Робин заговорил стремительно, думая, что коли он выговорится, так и откажется от неожиданно нахлынувших мыслей:
— Да — всего то один раз и видела, и то издали, и то даже и не узнала меня; она тогда брата моего целовала — то Рэнис. Но Рэнис никогда себе не позволит. Нет, нет — я даже и думать об этом не смею — он просто без сознания тогда был, а потому и не мог всего объяснить… Но, знайте теперь вот что — да с этого то и надо было начать, и закончить сразу же — пусть она меня и невзлюбит, как только увидит, пусть даже и отвращение ко мне испытает, когда увидит, что
Он бы и не останавливался — он говорил бы до самого утра, однако тут вновь его шею обхватили пылающие руки, а потом все лицо его, все тело, все сознание — все погрузилось в рыдающий пламень.

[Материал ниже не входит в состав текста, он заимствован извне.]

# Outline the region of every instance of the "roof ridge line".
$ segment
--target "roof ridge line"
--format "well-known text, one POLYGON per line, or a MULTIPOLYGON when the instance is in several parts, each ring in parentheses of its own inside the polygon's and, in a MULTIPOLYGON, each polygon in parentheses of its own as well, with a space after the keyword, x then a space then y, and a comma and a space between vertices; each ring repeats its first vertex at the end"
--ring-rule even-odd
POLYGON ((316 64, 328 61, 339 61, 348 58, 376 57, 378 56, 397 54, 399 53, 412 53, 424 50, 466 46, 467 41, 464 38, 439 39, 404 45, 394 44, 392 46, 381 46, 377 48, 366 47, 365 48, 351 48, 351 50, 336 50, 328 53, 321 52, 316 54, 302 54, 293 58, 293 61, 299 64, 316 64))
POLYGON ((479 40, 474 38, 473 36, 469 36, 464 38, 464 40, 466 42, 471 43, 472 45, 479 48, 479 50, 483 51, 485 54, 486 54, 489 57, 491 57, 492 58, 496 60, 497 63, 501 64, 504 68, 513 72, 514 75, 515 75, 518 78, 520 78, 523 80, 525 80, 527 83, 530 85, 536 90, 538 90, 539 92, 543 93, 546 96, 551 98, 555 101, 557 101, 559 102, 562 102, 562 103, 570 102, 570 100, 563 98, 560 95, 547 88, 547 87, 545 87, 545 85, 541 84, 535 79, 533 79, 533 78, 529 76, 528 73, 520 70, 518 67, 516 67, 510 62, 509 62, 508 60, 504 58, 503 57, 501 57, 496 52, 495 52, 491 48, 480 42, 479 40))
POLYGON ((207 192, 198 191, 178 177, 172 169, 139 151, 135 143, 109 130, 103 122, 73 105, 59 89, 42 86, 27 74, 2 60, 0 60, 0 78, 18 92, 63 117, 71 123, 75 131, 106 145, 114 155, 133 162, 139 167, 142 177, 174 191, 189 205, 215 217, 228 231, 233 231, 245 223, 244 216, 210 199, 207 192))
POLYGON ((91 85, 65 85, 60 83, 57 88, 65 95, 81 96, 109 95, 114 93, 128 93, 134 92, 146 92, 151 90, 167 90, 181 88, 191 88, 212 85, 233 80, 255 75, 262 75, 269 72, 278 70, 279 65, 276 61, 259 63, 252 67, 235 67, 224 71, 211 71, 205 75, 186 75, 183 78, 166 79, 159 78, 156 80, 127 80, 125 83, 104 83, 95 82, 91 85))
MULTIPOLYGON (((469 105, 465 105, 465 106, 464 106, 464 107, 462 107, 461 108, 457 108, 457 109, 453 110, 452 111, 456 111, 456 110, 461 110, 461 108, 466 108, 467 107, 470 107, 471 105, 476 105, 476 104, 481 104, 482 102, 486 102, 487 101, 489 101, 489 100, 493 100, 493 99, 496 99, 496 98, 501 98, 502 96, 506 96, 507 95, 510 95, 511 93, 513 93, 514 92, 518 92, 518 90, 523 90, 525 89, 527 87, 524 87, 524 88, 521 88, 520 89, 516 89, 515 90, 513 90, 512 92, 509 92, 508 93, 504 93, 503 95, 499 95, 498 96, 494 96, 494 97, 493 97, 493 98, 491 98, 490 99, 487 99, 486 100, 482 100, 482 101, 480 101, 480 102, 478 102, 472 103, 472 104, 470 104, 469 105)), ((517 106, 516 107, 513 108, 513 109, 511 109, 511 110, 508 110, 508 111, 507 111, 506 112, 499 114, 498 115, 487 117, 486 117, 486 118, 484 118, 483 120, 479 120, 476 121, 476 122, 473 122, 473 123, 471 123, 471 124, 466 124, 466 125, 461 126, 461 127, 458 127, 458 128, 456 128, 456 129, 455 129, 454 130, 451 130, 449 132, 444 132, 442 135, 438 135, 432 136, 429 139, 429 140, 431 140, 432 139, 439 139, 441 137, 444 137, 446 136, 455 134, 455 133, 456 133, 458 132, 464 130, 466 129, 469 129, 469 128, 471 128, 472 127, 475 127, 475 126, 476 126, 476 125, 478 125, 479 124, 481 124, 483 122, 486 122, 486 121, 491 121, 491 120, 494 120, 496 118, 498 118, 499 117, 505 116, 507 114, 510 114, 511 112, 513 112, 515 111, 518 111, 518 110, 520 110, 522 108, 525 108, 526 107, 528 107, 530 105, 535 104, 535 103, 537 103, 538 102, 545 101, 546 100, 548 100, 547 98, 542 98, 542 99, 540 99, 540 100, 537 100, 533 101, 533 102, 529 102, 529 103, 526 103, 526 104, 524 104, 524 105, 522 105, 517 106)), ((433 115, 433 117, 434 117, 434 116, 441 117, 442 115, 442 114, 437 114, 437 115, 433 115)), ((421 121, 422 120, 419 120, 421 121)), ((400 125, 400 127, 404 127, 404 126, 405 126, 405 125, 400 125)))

И она шептала ему с большими перерывами, покрывая изуродованное лицо его бесконечными поцелуями, обжигая слезами, не в силах выговаривать слов от нежности — но, все-таки, через какое-то время она высказала все:
— Все, что мы можем вообразить о любви, как несбыточное, как возможное только за пределами, уже после смерти — всего этого мы можем достигнуть и при этой жизни. Все то светлое, что может представить наш дух — это, говорю тебе, может осуществиться и здесь. Вот я люблю тебя и искренно и сильно, и когда ты думал еще, что это не я, а Вероника, то и пребывал словно в раю. Так почему же, когда ты только услышал, что я не Вероника, упал из рая в свой ад. Что от этого изменилось? Во мне, ведь, ничего не изменилась, и я так же целовала тебя — так, выходит, ты сам себя убедил, что лучше быть несчастным, лучше уж стремиться к чему-то несбыточному, когда то, что ты почитаешь раем небесным уже в твоих объятиях, и любит тебя, Единственного. А после смерти… мы все стремимся к какой-то своей звезде и после смерти наш ждет что-то, но что, о том даже и Иллуватор не ведает. Посмотри на цветы — прячутся ли они от лучей солнца в тень, и вздыхают ли там о каких-то далеких прекрасных светилах? Посмотри: когда мир просыпается он весь в радости — все поет, все в движенье, все друг друга любит, ласкает — все, год за годом, движется куда-то. Все любит — пусть в природе мы можем найти только земной, но, все-таки рай — по крайней мере, все-таки, он лучше ада на который ты себя обрекаешь!..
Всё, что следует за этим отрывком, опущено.